Oh man, das ist ein eindeutiger Fall für Liebesdoktorin Shaileen!

„Ihr seid ein süßes Paar", versuche ich den beiden Mut zu machen, sich zu öffnen. „Es ist toll, wie glücklich ihr ausseht, wenn ihr zusammen seid."

Ganz langsam und vorsichtig hebt Otto seinen Kopf. „Du findest uns also nicht komisch?", vergewissert er sich.

„Nein, natürlich nicht!", antworte ich schnell. „Es gibt nichts Schöneres als die Liebe!"

Nun schaut mich auch Bernd an. Seine Zahnlücke blitzt hervor, als er frech von mir wissen möchte: „Sprichst du etwa aus Erfahrung, Shay?"

Uff. Ich wünschte, es wäre so, aber leider bin ich nie über das zweite Date hinausgekommen. Der einzige Mann, der mir ein gutes Gefühl gibt und meinen Körper mit Wärme flutet, steht gerade in meinem Garten und werkelt an einem Schlitten herum. Ach ja, und er ist wahrscheinlich Santa höchstpersönlich.

Da ich nicht über mein eigenes Liebesleben sprechen möchte, das im Grunde genommen überhaupt nicht existiert, frage ich Bernd und Otto: „Habt ihr Angst, dass euch Sam und die anderen Jungs weniger mögen würden, wenn ihr ihnen sagt, dass ihr ein Paar seid?"

Ihr betretenes Schweigen ist Antwort genug.

Dann ist es wohl an der Zeit, meine Predigt à la Wir leben im 21. Jahrhundert auszupacken.

„Davor müsst ihr wirklich keine Angst haben", versichere ich ihnen. „Sam, Alfred, Rudolph und Cornelius würden sich riesig für euch freuen. Insgeheim wissen sie sowieso schon alle, dass da mehr zwischen euch läuft. Im 21. Jahrhundert ist das auch überhaupt nicht mehr schlimm!"

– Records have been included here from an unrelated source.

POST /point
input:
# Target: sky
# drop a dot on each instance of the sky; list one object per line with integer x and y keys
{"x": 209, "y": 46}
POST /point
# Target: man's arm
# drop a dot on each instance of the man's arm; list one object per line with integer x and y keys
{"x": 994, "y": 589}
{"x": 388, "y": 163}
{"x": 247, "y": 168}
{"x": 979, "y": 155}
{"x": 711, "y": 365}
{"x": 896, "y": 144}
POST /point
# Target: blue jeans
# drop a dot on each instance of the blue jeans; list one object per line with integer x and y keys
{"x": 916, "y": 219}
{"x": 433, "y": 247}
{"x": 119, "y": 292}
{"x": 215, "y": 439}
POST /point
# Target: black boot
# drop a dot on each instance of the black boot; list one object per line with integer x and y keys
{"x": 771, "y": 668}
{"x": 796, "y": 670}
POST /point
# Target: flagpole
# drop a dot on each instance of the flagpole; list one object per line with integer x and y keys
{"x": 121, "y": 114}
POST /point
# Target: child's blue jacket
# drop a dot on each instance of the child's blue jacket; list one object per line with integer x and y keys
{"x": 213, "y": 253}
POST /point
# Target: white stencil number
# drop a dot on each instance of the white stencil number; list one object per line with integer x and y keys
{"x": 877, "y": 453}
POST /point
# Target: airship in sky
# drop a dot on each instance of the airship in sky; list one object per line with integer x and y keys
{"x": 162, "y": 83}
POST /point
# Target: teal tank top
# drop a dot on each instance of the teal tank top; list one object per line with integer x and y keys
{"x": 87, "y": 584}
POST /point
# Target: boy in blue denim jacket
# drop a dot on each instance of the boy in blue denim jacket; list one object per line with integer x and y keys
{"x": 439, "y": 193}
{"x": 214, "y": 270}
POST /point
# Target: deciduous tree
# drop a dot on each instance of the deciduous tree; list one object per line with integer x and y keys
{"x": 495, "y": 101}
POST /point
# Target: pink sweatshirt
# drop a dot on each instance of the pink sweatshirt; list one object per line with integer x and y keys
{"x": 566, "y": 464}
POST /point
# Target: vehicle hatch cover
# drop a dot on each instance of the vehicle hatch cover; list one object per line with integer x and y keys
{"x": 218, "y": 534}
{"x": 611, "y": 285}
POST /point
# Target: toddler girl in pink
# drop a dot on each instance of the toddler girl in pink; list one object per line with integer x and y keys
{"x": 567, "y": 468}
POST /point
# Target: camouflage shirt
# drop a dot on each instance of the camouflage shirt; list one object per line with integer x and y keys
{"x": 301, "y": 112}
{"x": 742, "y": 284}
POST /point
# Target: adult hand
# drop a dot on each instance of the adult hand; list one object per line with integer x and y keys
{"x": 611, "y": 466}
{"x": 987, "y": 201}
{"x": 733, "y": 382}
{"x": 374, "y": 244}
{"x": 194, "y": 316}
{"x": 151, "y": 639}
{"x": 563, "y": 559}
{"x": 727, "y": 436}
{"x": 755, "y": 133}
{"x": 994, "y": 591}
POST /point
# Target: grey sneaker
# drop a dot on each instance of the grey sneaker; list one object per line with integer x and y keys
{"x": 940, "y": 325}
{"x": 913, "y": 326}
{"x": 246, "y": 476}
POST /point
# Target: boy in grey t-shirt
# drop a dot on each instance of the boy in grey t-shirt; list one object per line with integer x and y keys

„Ach ja?" Otto sieht überrascht aus. „Woher sollen sie das denn wissen?"

Ich lache. „Na ja, sie haben euch schon ein paar Mal beim Knutschen und Knuddeln erwischt."

Meine Antwort scheint Otto nicht auszureichen, denn er schnaubt abfällig. „Guten Freunden gibt man ein Küsschen", plappert er den Slogan aus der Ferrero-Küsschen-Werbung nach. Wo er den aufgeschnappt hat? Keine Ahnung.